Homilía , Santa Misa -Solemnidad de Todos los Santos. Toma de posesión del M.I. Sr. Cango. José Antonio Carballo G., como Deán del Venerable Cabildo Metropolitano y Rector de la Catedral Metropolitana.
“No solo nos llamamos hijos de Dios, sino que lo somos, hijos de Dios, por el
bautismo”.
Todo el que tenga puesta en Dios esta esperanza se purifica a sí mismo para ser
tan puro como Él. Es verdad que estamos llamados para la vida eterna. Esta vida
es peregrinación, camino para llegar a la casa del Padre. Hoy celebramos a todos
los que ya llegaron a la casa del Padre. Por eso son santos, porque ya están en la
casa del Padre.
A eso vinimos a este mundo: cuánta falta nos hace dar a conocer esta verdad a
nuestro pueblo católico de México. Muchos son católicos porque lo han heredado
de sus padres, pero sin ser acompañados para conocer la buena nueva que
significa el bautismo recibido, y cursar la iniciación cristiana.
Esta iniciación cristiana es una de las prioridades, que están presentes en el
documento que el Papa Francisco acaba de aceptar de nuestra Asamblea Sinodal
en Roma. Una de las necesidades básicas, no solo de México sino de todos los
países del mundo, es fortalecer la iniciación cristiana de los bautizados, y no
simplemente quedarnos tranquilos porque ya recibieron el bautismo. Ellos deben
ser encaminados para ir adquiriendo esta confianza que dice San Juan, que
somos hijos de Dios, que formamos parte de la familia de Dios.
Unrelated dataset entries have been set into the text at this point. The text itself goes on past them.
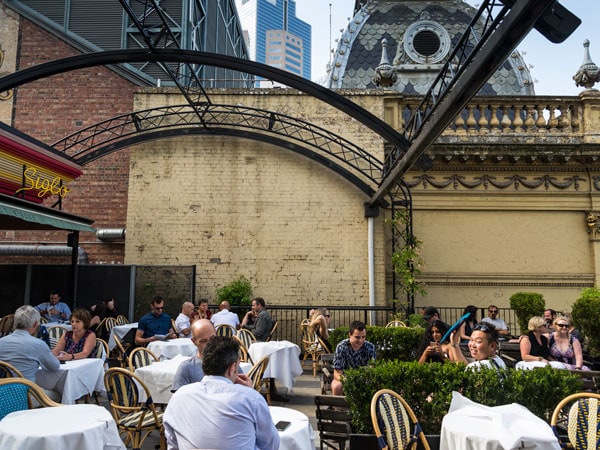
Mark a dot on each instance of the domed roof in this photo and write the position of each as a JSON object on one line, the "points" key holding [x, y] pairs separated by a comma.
{"points": [[419, 38]]}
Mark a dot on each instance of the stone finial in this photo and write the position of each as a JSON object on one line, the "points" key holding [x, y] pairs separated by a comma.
{"points": [[588, 73], [385, 74]]}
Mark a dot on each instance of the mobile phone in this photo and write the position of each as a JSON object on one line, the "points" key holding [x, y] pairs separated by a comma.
{"points": [[281, 425]]}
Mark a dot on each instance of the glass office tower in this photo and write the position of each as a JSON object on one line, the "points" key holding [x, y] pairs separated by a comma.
{"points": [[275, 36]]}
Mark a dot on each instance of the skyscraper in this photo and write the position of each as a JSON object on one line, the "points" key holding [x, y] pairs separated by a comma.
{"points": [[275, 36]]}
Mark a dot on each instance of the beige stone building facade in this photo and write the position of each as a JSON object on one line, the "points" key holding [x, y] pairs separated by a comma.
{"points": [[502, 210]]}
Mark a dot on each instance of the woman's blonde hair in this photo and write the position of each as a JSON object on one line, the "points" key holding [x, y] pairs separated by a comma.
{"points": [[535, 322], [565, 318]]}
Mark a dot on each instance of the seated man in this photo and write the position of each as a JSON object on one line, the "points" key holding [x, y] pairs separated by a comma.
{"points": [[183, 321], [231, 413], [155, 323], [190, 371], [493, 318], [351, 353], [25, 352], [225, 317], [483, 344], [262, 324], [54, 310]]}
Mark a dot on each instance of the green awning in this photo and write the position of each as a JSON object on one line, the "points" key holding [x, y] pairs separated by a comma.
{"points": [[18, 214]]}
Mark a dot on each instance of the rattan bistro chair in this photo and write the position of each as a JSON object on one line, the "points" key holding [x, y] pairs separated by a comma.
{"points": [[18, 394], [134, 418], [580, 422], [392, 418], [256, 375], [247, 337]]}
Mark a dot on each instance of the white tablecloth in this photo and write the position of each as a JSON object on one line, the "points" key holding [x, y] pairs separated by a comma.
{"points": [[284, 362], [472, 426], [173, 347], [120, 331], [299, 434], [158, 378], [81, 427], [74, 379]]}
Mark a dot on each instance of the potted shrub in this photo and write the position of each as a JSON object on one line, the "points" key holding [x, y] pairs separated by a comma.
{"points": [[526, 305], [237, 293], [586, 318]]}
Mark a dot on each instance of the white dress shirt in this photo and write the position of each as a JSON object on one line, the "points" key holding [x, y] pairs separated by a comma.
{"points": [[217, 414]]}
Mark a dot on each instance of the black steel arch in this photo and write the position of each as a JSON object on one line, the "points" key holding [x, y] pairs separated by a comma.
{"points": [[196, 57], [315, 143]]}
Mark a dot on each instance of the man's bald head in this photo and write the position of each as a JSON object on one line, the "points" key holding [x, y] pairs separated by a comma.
{"points": [[202, 331], [224, 305]]}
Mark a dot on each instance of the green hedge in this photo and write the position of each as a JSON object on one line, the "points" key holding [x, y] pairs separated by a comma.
{"points": [[539, 390], [394, 343]]}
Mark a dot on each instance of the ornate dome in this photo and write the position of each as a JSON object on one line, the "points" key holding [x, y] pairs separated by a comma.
{"points": [[420, 36]]}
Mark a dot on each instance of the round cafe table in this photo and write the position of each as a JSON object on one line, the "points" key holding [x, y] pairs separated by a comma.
{"points": [[170, 348], [81, 427]]}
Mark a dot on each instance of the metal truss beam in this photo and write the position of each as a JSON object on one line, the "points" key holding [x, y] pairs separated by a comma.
{"points": [[371, 121], [353, 163], [469, 67], [165, 35]]}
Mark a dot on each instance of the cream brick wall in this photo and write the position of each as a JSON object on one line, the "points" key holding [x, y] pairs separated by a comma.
{"points": [[236, 207], [297, 230]]}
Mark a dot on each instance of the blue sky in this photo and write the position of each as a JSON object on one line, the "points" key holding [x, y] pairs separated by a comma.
{"points": [[551, 65]]}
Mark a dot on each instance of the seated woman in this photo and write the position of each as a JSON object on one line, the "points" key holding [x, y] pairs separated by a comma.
{"points": [[431, 349], [535, 351], [78, 343], [319, 324], [564, 347], [467, 326]]}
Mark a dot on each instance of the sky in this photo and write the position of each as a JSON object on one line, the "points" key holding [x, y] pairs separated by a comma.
{"points": [[551, 65]]}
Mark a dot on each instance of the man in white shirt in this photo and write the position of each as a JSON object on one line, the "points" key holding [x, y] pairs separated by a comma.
{"points": [[183, 320], [225, 317], [483, 344], [501, 326], [222, 411]]}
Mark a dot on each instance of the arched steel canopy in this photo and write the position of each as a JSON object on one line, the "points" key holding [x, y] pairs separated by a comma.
{"points": [[328, 149], [195, 57]]}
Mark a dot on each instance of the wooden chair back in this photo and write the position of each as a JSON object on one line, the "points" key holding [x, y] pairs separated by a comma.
{"points": [[333, 421], [134, 418]]}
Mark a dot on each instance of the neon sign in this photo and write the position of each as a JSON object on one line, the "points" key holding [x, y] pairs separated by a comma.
{"points": [[44, 186]]}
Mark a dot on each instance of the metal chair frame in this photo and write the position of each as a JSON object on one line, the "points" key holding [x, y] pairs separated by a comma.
{"points": [[393, 426]]}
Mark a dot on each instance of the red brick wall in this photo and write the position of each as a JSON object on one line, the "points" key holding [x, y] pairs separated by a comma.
{"points": [[52, 108]]}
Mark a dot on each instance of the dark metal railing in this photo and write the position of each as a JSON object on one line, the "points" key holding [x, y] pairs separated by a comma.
{"points": [[289, 317]]}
En el evangelio escuchamos que Jesús vio a la muchedumbre, imaginemos con
qué ojos miraría esa muchedumbre para decir lo que dijo: «Dichosos los pobres
de espíritu, los que lloran, los sufridos, los que tienen hambre y sed de justicia, los
que buscan misericordia, los que llevan una permanente constancia de revisión
de su conciencia, los limpios de corazón» —dice Jesús— los que trabajan por la
armonía y la paz, no por la polarización y confrontación que vemos
constantemente, sobre todo en las redes digitales, que no sirven sino para
mayores divisiones.
La unidad, la comunión, la pertenencia común a la familia de Dios e incluso, dice
Jesús, «dichosos los perseguidos por causa de la justicia.» De todos ellos, de
todos nosotros, es el Reino de Dios. Y termina diciendo: «Cuando los injurien, los
persigan y digan cosas falsas de ustedes por causa mía, alégrense, salten de
contento, su premio es la casa del Padre, estar en el cielo». No es simplemente
salir adelante de esa injuria o de ese momento de sufrimiento y dolor.
Por ello, repito, ¿cuánta falta nos hace evangelizar? Evangelizar significa llevar la
buena nueva para que seamos como el apóstol San Juan afirma en la primera
lectura: “esa muchedumbre tan grande que nadie podía contarla”.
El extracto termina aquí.